John Fischer III’s “Random Golf Footnotes”
In the early 20th century, it was not uncommon to send golf-themed holiday postcards. I have attached two early Easter postcards of rabbits, bunnies and chicks with the necessary implements of the game.
The top card was printed in Germany and was unposted. Germany had the best lithography equipment and many fine cards were printed there even though the scenes may have been from other countries around the world. Germany ceased to be a center of postcard manufacture at the time of Word War I. This card with the chick caddying for the rabbit who is preparing to hit an Easter egg teed on a stump was printed and the gold highlights were added later and can be felt by rubbing a finger over them. The sentiment reads, “Easter Greetings.” I have seen this same card reversed with the rabbit on the right, but with the greeting being, “A Happy Easter.”
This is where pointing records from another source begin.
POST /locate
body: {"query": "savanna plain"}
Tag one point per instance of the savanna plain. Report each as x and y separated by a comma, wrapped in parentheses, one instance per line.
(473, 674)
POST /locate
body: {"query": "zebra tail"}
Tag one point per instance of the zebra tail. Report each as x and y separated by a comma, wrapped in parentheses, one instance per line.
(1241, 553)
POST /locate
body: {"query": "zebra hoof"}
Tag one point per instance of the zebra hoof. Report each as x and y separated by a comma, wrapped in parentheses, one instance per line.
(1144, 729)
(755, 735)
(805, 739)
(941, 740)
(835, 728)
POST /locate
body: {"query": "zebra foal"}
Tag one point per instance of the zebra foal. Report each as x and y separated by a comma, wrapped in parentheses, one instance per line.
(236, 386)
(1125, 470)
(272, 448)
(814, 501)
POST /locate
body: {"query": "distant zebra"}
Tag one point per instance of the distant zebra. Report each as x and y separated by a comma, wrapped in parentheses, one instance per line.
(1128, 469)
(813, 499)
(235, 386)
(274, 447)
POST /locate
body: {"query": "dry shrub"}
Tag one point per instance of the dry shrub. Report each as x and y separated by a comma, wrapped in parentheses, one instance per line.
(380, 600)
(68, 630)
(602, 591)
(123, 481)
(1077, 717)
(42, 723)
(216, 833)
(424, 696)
The second card was printed in the United States and was also unposted. However, on the back of the card is a short message in pencil, “Easter, 1916 from little Henry.” It may have been sent in an envelope or hand delivered. Many cards were unposted and saved in scrap books. This time the caddie is a bunny and the rabbit is getting ready to hit an Easter egg with the legend, “A Happy Easter.”
Enjoy the Easter weekend, and if you have a chance for golf, make sure the golf ball is round and not egg-shaped!